Gestern Abend hat Fernando seine Frau vom Bahnhof Brescia abgeholt und ich lerne sie heute kennen. Eine ganz süsse, liebe Frau. Beim Abschied gibt sie mir noch Früchte mit. Die muss ich zwar mitschleppen, aber so gute und frische Früchte werde ich lange nicht mehr bekommen.
Praktisch alle Früchte und Gemüse, die Federico mir vorgesetzt hat, sind frisch aus seinem Garten. BIO, wie er betont. Das, was es in Geschäften unter Bio zu kaufen gebe, sei nicht bio, denn es werde zwar nicht gespritzt, dafür mischten sie irgendwelches Zeug unter die Erde. Er wisse das von Bekannten, die für den Biomarkt anbauen. Das sei ein Bschiss.

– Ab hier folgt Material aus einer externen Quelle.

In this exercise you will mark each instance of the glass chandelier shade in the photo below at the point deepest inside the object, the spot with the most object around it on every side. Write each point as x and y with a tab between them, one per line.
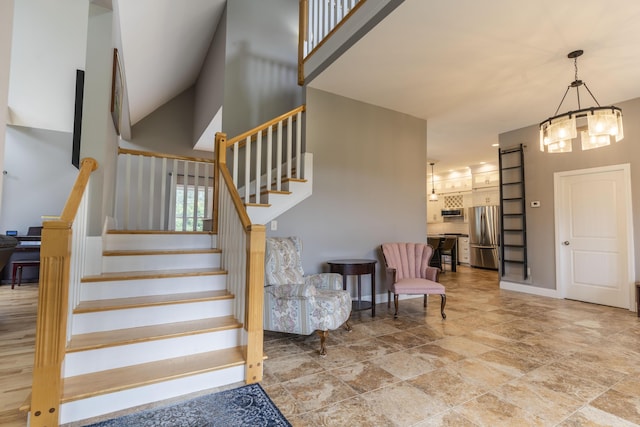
602	123
433	197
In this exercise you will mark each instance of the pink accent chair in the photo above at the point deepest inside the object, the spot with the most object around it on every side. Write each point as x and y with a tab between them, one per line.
409	273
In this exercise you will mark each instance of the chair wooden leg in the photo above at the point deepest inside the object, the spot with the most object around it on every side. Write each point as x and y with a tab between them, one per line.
347	326
323	340
395	303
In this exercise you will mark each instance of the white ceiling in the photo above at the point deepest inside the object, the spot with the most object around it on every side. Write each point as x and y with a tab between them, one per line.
474	69
163	45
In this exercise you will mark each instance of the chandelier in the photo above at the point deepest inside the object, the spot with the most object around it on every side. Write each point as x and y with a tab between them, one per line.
433	197
602	123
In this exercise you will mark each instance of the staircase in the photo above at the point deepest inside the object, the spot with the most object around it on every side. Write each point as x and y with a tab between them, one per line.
155	324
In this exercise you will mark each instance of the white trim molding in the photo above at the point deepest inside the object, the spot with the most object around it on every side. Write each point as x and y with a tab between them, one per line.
528	289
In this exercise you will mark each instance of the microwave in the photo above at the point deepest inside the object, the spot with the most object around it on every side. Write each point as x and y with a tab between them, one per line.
451	212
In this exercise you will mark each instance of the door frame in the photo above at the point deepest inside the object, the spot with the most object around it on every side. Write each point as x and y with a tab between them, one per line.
628	213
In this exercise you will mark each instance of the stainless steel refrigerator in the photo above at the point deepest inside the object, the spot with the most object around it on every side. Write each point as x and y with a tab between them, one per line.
484	236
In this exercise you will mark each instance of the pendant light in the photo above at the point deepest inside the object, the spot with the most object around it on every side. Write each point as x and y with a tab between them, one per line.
602	123
433	197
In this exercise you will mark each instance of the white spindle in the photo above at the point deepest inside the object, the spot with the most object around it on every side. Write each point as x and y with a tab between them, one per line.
332	13
185	189
235	163
258	165
269	156
139	195
289	145
152	182
279	158
163	192
298	144
127	186
247	170
207	207
316	18
172	195
196	183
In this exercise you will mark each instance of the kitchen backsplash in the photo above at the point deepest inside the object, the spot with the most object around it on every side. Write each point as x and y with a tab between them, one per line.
448	227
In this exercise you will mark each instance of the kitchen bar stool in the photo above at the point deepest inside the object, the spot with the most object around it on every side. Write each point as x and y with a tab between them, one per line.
17	269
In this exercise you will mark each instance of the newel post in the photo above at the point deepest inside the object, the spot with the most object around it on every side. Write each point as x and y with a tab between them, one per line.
51	326
256	243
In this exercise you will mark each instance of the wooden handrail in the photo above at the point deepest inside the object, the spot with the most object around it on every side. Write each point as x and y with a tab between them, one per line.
302	36
221	155
53	305
301	57
272	122
163	155
73	202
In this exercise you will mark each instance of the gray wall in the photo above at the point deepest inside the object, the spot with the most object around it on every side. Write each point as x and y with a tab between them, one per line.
99	138
209	88
169	129
369	183
539	170
39	176
261	63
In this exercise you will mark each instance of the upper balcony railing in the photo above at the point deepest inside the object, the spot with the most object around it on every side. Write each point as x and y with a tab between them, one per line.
319	19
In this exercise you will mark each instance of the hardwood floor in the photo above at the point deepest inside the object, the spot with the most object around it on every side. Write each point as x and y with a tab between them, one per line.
18	309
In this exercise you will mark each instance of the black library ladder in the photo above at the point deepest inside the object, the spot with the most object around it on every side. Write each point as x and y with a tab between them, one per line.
513	226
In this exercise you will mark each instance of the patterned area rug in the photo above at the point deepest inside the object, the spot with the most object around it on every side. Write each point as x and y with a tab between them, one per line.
245	406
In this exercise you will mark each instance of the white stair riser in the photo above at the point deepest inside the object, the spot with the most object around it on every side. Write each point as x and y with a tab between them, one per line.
85	362
105	404
113	264
145	287
125	242
84	323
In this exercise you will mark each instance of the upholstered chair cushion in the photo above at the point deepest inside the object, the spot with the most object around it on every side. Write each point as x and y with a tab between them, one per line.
282	262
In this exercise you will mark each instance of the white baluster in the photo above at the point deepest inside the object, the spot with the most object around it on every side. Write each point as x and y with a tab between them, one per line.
127	194
298	144
289	145
152	182
258	165
279	158
269	156
196	178
163	192
247	169
235	164
139	195
185	189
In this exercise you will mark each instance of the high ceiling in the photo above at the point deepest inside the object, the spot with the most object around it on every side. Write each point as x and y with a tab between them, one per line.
474	69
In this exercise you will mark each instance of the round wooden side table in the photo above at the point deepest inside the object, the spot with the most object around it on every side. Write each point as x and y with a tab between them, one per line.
357	267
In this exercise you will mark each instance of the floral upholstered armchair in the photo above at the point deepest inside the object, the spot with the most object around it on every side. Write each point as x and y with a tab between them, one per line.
299	304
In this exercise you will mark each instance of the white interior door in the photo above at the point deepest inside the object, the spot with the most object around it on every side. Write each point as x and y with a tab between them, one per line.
594	243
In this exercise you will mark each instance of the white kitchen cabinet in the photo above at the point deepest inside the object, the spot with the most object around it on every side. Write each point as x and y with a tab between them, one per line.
451	185
434	210
463	250
486	179
488	197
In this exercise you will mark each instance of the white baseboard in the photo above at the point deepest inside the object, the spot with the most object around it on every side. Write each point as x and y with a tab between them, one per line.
527	289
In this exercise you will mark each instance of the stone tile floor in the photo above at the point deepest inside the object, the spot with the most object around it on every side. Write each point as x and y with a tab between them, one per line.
501	358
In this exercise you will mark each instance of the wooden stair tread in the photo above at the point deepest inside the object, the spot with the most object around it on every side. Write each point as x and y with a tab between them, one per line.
146	301
160	252
154	274
157	232
113	380
95	340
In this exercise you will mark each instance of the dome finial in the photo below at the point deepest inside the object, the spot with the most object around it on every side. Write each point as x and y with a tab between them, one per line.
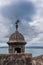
17	25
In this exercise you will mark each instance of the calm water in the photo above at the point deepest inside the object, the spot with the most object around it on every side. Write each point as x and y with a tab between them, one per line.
34	51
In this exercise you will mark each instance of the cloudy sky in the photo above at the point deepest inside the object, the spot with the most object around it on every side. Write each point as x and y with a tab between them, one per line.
30	14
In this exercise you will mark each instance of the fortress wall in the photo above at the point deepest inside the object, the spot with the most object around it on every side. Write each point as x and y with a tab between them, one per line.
16	59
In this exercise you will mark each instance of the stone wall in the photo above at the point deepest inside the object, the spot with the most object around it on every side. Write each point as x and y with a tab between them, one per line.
37	60
16	59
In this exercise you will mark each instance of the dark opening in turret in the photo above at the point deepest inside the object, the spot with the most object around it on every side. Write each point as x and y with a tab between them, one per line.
18	50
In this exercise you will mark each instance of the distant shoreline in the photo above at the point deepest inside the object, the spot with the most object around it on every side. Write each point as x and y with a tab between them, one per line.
33	47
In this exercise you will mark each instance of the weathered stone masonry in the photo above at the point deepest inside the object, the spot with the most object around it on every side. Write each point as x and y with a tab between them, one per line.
15	59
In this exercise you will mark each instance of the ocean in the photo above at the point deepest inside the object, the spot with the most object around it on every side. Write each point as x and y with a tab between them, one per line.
34	51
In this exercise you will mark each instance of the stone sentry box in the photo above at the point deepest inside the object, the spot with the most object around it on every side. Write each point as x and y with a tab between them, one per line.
16	59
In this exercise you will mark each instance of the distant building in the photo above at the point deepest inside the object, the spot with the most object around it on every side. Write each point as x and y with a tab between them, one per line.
16	41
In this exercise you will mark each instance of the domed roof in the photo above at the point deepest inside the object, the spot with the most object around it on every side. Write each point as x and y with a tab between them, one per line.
16	37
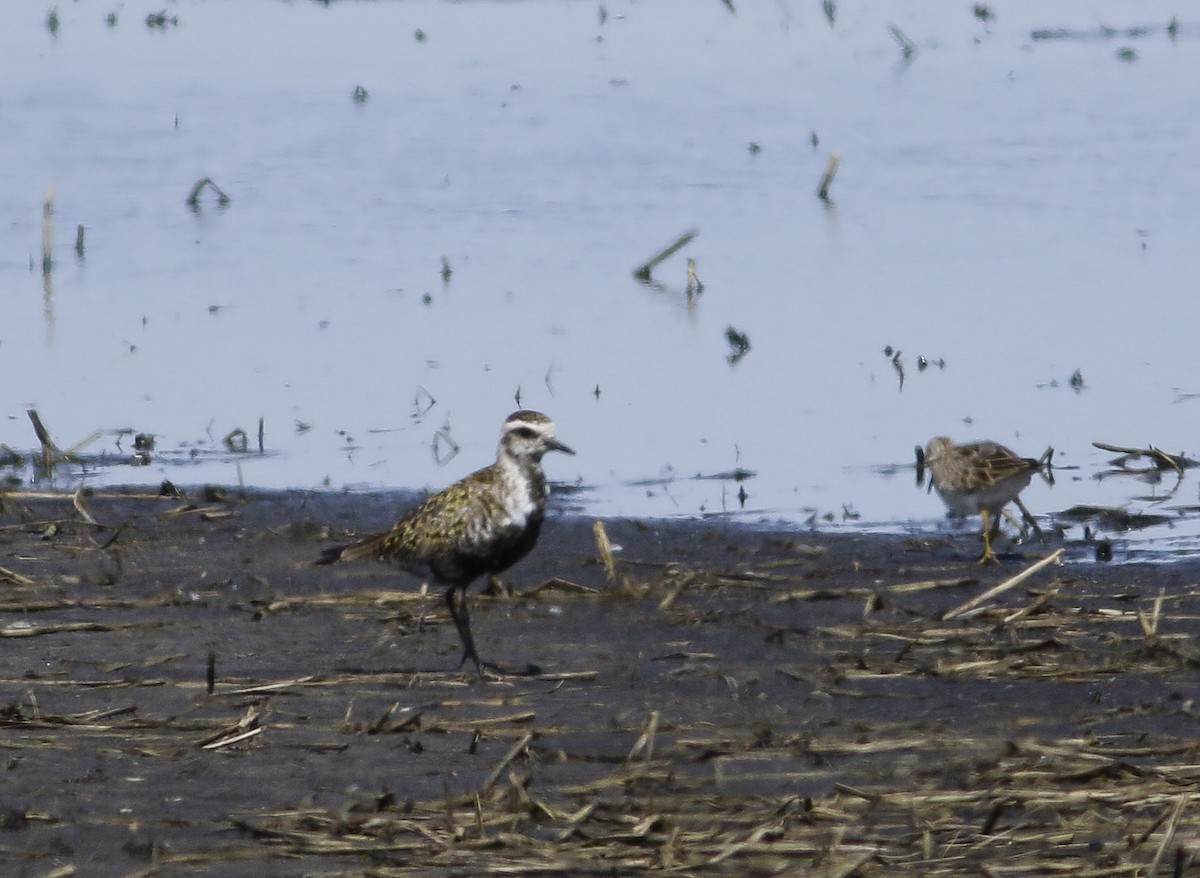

Federico hat eine Nachricht bekommen, dass die Strasse zum grossen Stausee hinauf geschlossen sei wegen eines Felssturzes. Vorgestern bin ich da noch gewandert und Federico ist durchgefahren! Zum Glück kam das ganze Zeug in der Nacht runter, denn heute ist Samstag, da wollen sicher einige Leute hinauffahren zum Wandern.
Nun bringt mich Federico nach Praso, wo wir uns verabschieden. Danke, Federico, für die guten Gespräche, das ausgezeichnete Essen und für die Fahrerei!
Noch ein Engel. Danke Federico!
Heute ist nur eine kurze Wanderung angesagt, eigentlich bis Bondo, aber weil es da nichts zum Übernachten gibt, gehe ich ein bisschen weiter nach Breguzzo. Das ist sowieso besser, denn die Route von morgen führt hier in der Nähe durch, sodass die morgige Wanderung leicht kürzer wird. Das kann nicht schaden, denn sie soll gut 6 Stunden dauern und führt wieder über einen Pass.
In meinem Büchlein steht, da die heutige Wanderung ja nur kurz sei, habe man dafür Zeit, auf dem Weg ein paar Sachen anzuschauen: eine Festung, Kirchen und einen österreichischen Friedhof aus dem grossen Krieg (1. Weltkrieg)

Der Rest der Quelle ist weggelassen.